Plenary lecture by Kees van Deemter (Information and Computing Sciences, UU);
Explanation and Rationality in Models of Language Use

Abstract
When theories of human behaviour aim to offer explanations, they often use rationality as their linchpin: to the extent that a theory helps us to see behaviour as optimising some form of rationality/utility, we feel that our theory explains this behaviour. This approach is not uncontroversial, however. For example, four decades of research in Behavioural Economics have shown that people behave in ways that are not easily explained by rationality alone.

Rationality has long had its adherents in the explanation of language use as well, for example via the Gricean Maxims. Recently, a Bayesian approach known as Rational Speech Act (RSA) theory has made inroads into the computational modelling of language use. In a nutshell, the idea is to build tightly coupled models of language comprehension and production in which speakers and hearers assume each other to behave rationally.

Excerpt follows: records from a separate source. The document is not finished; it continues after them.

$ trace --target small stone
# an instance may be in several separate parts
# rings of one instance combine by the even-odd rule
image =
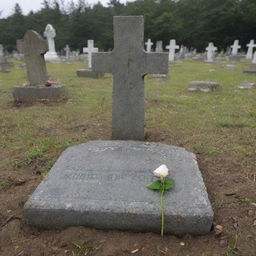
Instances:
[[[223,227],[221,225],[216,225],[214,231],[215,235],[220,235],[223,232]]]
[[[253,215],[254,215],[254,211],[253,211],[253,210],[249,210],[249,211],[248,211],[248,216],[251,217],[251,216],[253,216]]]

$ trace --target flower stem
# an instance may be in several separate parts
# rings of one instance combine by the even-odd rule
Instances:
[[[164,183],[163,188],[161,189],[161,195],[160,195],[160,207],[161,207],[161,213],[162,213],[162,225],[161,225],[161,236],[164,236]]]

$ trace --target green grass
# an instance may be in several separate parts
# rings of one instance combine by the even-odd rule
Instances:
[[[111,139],[112,76],[86,79],[76,76],[84,63],[48,64],[51,79],[66,86],[69,99],[57,103],[14,106],[11,90],[26,82],[26,70],[16,68],[0,76],[0,166],[41,162],[49,169],[68,146],[96,139]],[[222,64],[184,61],[172,65],[167,81],[145,79],[145,126],[156,139],[184,145],[208,156],[228,154],[251,157],[256,142],[256,91],[238,90],[254,74],[225,70]],[[214,71],[212,71],[214,70]],[[211,80],[221,89],[204,94],[188,92],[193,80]]]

In this talk I will sketch a series of experiments focussing on the way in which speakers refer. These experiments paint a less “rational” picture of human language use, and they offer confirmation of a model, known as Probabilistic Referential Overspecification (PRO), that balances rationality with other considerations. I hope to engage in a discussion of the dilemma of having to choose between two these very different models, one of which is elegant and explanatory yet empirically inadequate, while the other is messy yet empirically very adequate.

Reference:
Conceptualization in Reference Production: Probabilistic Modeling and Experimental Testing. R.P.G. van Gompel, K. van Deemter, A. Gatt, R. Snoeren, E.J. Krahmer (2019). Psychological Review 126 (3), 345-373.